In 2012, like most years, U.S. gasoline prices fluctuated according to global market conditions, seasonal changes in demand and several other factors. Fox News fluctuated too, finding bad -- often contradictory -- news in the ups and downs alike. No matter which way gas prices went, the network always found a way to forecast doom for the economy and pin it on Obama. But experts agree that no president can control gas prices.
As Gas Prices Rise, Fox News Launches Relentless Campaign To Falsely Blame Obama
Early in the year, Fox News launched a relentless campaign to pin unseasonably high gasoline prices on President Obama. The network had tried this before, but this time the coverage reached a fever pitch. During the first two months of 2012, Fox News blamed gas prices on Obama more than three times as often as all other major news outlets combined, even distorting charts to serve their agenda. To do this, Fox often claimed that the proposed Keystone XL pipeline or expanded domestic drilling could lower gas prices, while ignoring that Obama has significantly raised fuel economy standards -- a measure that would help consumers reduce their dependence on oil and vulnerability to price spikes.
The network gloated that prices at the pump could be an "opportunity to disrupt" good economic news for Obama, or maybe even "enough to derail his return to the office." To support that goal, Fox News regularly hosted Eric Bolling, a former minor league baseball player and major Wall Street oil and energy futures trader. While Fox News presented him as an expert, actual experts, even those who support increasing access to oil, have called his claims "absolute and utter rubbish," "idiotic," "nonsense," and "not correct."
As Gas Prices Fall, Fox Asks: Are Low Gas Prices A Bad Thing?

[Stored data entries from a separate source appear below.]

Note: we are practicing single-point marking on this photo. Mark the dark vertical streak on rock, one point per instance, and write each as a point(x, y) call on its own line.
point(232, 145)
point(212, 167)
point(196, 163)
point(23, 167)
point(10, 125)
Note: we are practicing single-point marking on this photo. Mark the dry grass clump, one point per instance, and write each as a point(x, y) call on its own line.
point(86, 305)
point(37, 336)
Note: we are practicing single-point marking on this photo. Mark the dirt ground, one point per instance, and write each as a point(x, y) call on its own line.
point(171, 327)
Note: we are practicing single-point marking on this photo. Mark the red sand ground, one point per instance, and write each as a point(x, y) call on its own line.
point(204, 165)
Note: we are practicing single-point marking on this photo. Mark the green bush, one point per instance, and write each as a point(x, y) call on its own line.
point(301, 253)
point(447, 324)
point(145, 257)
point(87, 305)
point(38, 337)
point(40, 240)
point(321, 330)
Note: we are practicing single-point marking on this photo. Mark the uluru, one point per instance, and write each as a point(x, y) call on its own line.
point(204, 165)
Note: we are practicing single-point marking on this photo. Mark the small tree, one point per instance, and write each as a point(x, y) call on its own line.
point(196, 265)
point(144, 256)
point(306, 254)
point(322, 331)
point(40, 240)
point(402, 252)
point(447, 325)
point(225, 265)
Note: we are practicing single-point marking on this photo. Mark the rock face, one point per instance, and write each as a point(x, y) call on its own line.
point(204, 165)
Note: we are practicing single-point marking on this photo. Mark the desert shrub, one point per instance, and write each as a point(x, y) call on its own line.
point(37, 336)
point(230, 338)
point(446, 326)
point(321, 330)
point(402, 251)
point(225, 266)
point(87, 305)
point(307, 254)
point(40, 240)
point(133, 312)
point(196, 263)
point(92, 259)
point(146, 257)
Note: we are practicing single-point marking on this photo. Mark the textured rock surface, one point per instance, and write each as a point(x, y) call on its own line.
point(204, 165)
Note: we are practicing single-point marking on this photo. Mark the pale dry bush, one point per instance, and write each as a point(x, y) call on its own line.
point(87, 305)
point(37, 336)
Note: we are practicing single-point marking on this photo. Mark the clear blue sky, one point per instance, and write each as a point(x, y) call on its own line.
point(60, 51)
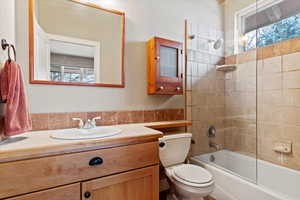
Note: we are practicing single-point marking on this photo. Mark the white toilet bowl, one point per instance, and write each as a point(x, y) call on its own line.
point(188, 182)
point(187, 189)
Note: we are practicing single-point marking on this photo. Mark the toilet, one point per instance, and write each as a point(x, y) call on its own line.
point(187, 181)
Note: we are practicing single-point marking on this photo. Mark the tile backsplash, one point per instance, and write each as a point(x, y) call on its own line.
point(51, 121)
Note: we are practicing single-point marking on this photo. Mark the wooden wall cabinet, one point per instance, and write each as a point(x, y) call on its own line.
point(165, 67)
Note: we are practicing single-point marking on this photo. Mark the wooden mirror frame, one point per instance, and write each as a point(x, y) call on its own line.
point(32, 42)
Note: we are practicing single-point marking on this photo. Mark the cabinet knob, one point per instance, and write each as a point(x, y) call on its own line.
point(162, 144)
point(161, 88)
point(87, 195)
point(96, 161)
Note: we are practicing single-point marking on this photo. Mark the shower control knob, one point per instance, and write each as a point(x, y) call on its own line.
point(87, 195)
point(162, 144)
point(161, 88)
point(211, 132)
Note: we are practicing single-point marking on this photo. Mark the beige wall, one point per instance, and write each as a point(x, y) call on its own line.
point(87, 23)
point(144, 20)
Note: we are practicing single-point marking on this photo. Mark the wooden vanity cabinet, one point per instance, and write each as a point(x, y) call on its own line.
point(69, 192)
point(118, 173)
point(165, 61)
point(134, 185)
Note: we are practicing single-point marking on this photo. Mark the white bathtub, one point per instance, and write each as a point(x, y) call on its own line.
point(236, 177)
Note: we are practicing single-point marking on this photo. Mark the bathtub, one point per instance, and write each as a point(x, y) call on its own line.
point(236, 177)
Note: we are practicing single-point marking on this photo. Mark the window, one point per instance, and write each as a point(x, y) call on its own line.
point(273, 21)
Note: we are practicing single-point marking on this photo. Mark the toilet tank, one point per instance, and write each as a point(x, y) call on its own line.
point(174, 148)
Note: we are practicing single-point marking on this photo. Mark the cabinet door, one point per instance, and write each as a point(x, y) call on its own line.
point(70, 192)
point(169, 65)
point(140, 184)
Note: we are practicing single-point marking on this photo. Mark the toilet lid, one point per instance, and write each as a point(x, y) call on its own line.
point(193, 174)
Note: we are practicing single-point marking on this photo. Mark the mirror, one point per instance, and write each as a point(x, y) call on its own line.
point(76, 43)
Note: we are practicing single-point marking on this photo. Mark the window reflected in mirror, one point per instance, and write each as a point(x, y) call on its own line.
point(81, 44)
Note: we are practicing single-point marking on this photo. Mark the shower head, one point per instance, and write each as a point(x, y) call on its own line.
point(218, 44)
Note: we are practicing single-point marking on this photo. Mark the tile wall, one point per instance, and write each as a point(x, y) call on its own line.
point(205, 87)
point(52, 121)
point(278, 101)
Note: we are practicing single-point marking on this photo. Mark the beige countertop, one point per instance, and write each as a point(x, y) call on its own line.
point(40, 143)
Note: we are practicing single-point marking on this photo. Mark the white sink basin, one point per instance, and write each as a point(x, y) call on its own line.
point(84, 134)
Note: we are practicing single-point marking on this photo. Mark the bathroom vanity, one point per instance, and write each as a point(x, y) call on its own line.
point(36, 166)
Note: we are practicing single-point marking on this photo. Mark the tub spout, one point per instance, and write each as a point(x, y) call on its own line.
point(214, 145)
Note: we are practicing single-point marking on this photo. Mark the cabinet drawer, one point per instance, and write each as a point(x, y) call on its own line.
point(70, 192)
point(36, 174)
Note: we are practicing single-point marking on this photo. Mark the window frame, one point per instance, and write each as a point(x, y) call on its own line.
point(241, 15)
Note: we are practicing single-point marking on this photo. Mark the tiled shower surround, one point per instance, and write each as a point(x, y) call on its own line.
point(278, 100)
point(252, 107)
point(51, 121)
point(205, 88)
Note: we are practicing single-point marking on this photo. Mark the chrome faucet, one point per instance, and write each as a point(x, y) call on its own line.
point(89, 124)
point(214, 145)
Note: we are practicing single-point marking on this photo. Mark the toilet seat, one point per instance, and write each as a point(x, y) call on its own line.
point(192, 175)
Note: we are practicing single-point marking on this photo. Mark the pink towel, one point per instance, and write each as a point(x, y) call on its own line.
point(16, 116)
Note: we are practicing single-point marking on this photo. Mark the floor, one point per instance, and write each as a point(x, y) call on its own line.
point(163, 196)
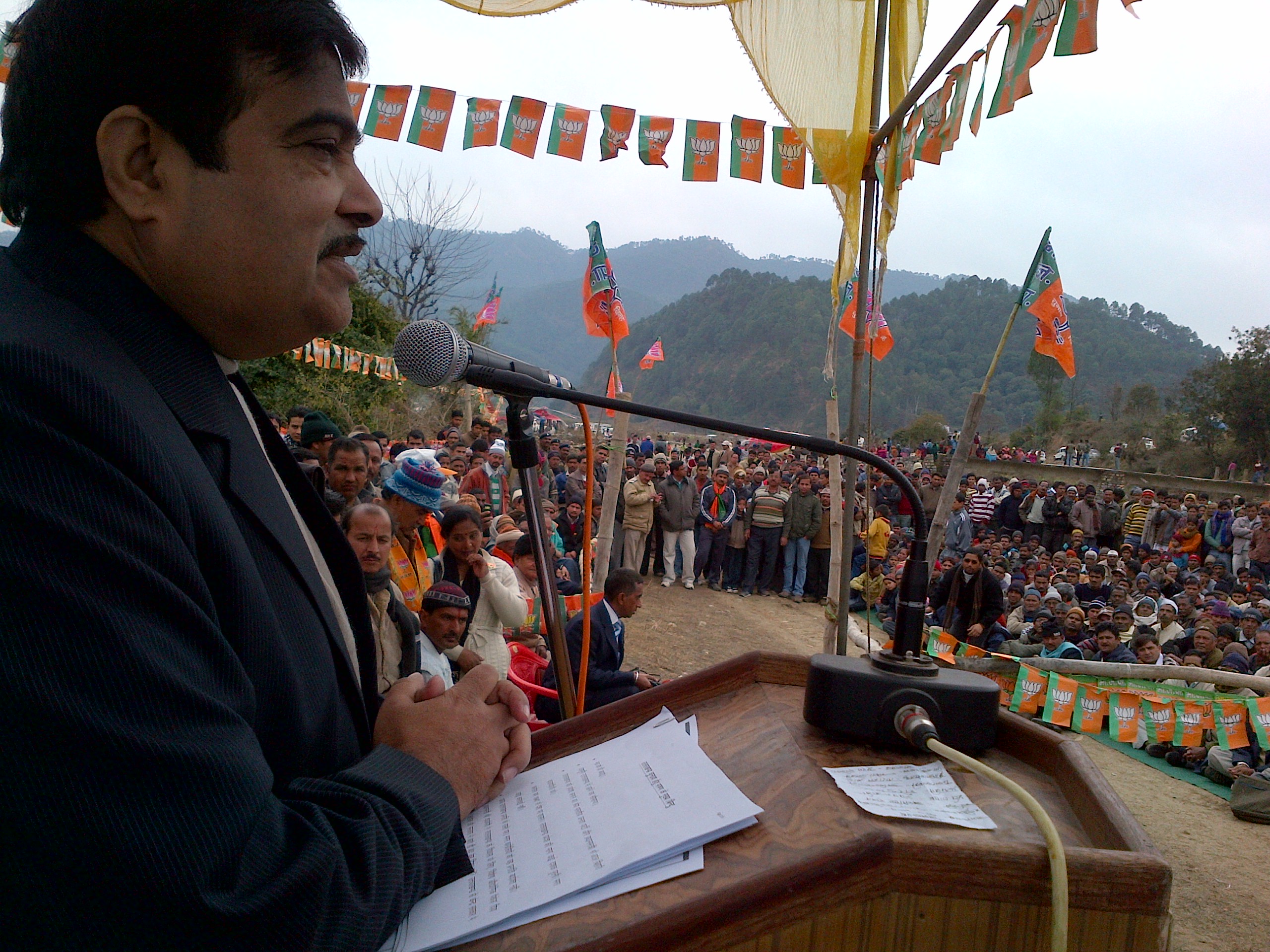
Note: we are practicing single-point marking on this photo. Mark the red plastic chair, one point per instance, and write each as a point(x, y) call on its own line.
point(526, 673)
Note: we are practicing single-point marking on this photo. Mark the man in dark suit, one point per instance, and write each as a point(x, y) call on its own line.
point(606, 681)
point(194, 754)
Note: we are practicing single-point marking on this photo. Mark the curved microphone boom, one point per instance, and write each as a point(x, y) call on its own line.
point(431, 353)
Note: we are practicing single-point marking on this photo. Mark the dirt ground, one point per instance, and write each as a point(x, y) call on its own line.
point(1221, 898)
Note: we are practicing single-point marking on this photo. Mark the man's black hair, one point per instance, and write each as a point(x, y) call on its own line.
point(186, 65)
point(622, 582)
point(347, 445)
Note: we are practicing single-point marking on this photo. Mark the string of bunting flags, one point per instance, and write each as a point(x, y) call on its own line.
point(1166, 713)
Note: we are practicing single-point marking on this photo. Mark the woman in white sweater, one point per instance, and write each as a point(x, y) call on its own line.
point(488, 582)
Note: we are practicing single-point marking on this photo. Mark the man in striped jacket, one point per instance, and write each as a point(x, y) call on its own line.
point(767, 522)
point(718, 512)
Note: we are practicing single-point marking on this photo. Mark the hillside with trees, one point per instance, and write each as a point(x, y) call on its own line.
point(751, 347)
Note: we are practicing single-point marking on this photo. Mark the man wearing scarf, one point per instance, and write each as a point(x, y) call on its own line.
point(370, 532)
point(972, 602)
point(412, 497)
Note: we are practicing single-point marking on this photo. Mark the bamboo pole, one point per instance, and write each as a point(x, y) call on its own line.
point(1110, 669)
point(609, 507)
point(971, 424)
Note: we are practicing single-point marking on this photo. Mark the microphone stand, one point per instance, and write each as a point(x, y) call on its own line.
point(906, 656)
point(524, 452)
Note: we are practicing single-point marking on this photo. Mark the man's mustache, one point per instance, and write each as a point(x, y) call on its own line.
point(343, 246)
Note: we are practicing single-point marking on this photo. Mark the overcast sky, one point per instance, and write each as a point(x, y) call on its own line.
point(1147, 157)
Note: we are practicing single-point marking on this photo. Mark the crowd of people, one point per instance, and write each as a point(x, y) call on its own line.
point(1049, 570)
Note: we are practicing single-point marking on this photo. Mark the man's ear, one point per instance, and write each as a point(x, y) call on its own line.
point(137, 160)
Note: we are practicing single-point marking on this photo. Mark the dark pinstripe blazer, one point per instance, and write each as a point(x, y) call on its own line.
point(186, 758)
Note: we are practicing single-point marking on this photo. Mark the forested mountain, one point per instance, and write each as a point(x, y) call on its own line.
point(751, 347)
point(541, 284)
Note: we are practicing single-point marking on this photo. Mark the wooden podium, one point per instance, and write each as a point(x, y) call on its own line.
point(818, 874)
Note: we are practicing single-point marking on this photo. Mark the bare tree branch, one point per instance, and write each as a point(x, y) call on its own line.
point(425, 246)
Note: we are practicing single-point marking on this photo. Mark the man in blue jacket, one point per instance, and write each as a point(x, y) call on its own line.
point(606, 681)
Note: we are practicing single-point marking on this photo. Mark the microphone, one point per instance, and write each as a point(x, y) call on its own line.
point(431, 353)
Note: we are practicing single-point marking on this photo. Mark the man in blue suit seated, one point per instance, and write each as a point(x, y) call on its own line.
point(606, 681)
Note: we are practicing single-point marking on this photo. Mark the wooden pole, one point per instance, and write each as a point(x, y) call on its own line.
point(1110, 669)
point(836, 537)
point(971, 424)
point(609, 507)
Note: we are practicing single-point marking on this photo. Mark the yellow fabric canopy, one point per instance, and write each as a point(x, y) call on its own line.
point(815, 59)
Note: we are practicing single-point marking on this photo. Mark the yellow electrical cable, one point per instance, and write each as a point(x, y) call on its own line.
point(1057, 856)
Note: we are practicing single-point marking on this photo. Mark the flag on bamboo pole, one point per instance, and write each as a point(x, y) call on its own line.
point(747, 149)
point(524, 125)
point(386, 115)
point(356, 98)
point(619, 122)
point(930, 144)
point(654, 355)
point(789, 158)
point(568, 131)
point(488, 313)
point(977, 114)
point(615, 388)
point(482, 127)
point(1043, 298)
point(1079, 33)
point(1004, 99)
point(654, 135)
point(601, 304)
point(700, 150)
point(431, 119)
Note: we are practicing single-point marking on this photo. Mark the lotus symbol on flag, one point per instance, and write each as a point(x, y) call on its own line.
point(525, 125)
point(432, 117)
point(790, 151)
point(1047, 12)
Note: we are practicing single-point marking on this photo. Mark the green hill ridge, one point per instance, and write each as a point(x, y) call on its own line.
point(751, 347)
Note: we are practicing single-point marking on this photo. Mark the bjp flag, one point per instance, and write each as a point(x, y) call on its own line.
point(1043, 298)
point(747, 149)
point(568, 135)
point(431, 119)
point(524, 125)
point(386, 115)
point(357, 98)
point(700, 150)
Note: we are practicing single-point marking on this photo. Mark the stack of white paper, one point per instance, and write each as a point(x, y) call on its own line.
point(625, 814)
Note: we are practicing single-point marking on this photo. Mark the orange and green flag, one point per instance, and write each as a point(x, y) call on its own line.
point(1042, 298)
point(789, 159)
point(357, 98)
point(654, 355)
point(431, 119)
point(654, 136)
point(619, 122)
point(568, 131)
point(930, 141)
point(977, 112)
point(1079, 33)
point(386, 115)
point(747, 149)
point(700, 150)
point(482, 128)
point(524, 125)
point(601, 302)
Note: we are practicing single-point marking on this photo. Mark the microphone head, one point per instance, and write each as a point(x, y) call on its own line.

In May, as gas prices began to fall, one Fox News legal analyst took to "hoping gasoline's going to stay close to five dollars in November." Apparently worried that low prices could be a boon for Obama's reelection campaign, anchors on Fox News and Fox Business suddenly began warning that "CHEAP GAS ISN'T GOOD."
These anchors tried to explain that low gas prices could be "just a sign of a weakening economy," or as Fox News anchor Bill Hemmer put it "a sign of a looming global economic crisis." The networks' sudden concern came after months of ignoring broader economic factors in its gasoline price reporting.
Fox News Portrays Romney As The Solution To High Prices
With gasoline prices predictably rising in summer and election season kicking into high gear, Fox News once again portrayed high gas prices as a problem, and suggested that Mitt Romney's energy plan could be the solution. In August, Neil Cavuto twice hosted former Shell Oil executive John Hofmeister to announce that he would vote for Romney and claim that gasoline prices were high because of a lack of domestic production under Obama. Cavuto failed to note that Hofmeister is currently a director at several oil and gas companies (and that his entire premise was baloney).
Bill O'Reilly even advised the Romney campaign to attack Obama over high gas prices -- a marked change from the last year of the Bush administration, when he had explained to his audience that if "you hear a politicians say he or she will bring down oil prices, understand it's complete BS":
Throughout 2012, Fox News pushed the talking point that gasoline prices had nearly doubled since Obama took office -- failing to mention that when he was inaugurated in January 2009, the U.S. was in the middle of a recession and low demand had depressed the price of oil and gasoline. During the second presidential debate, President Obama explained this point, to no avail: Fox News figures claimed Obama's comments were "totally bogus" despite all evidence to the contrary.
When Romney Loses, Fox News Asks: "How Do You Explain That?"
On election night, after the race was called in Obama's favor, Fox News searched for answers as to why its candidate had lost. Contributor Pat Caddell said the Romney camp had run the "worst campaign in the history of the modern presidential race." Anchor Gregg Jarrett agreed. After all, he said, "Gasoline prices have doubled under President Obama [...] And he gets reelected. He presided over all of that. So how do you explain that?"
Fox News and its viewers were ill-equipped to answer. In the end, the network's heavy focus on attacking President Obama in bold opposition to the facts succeeded only in making it look ridiculous.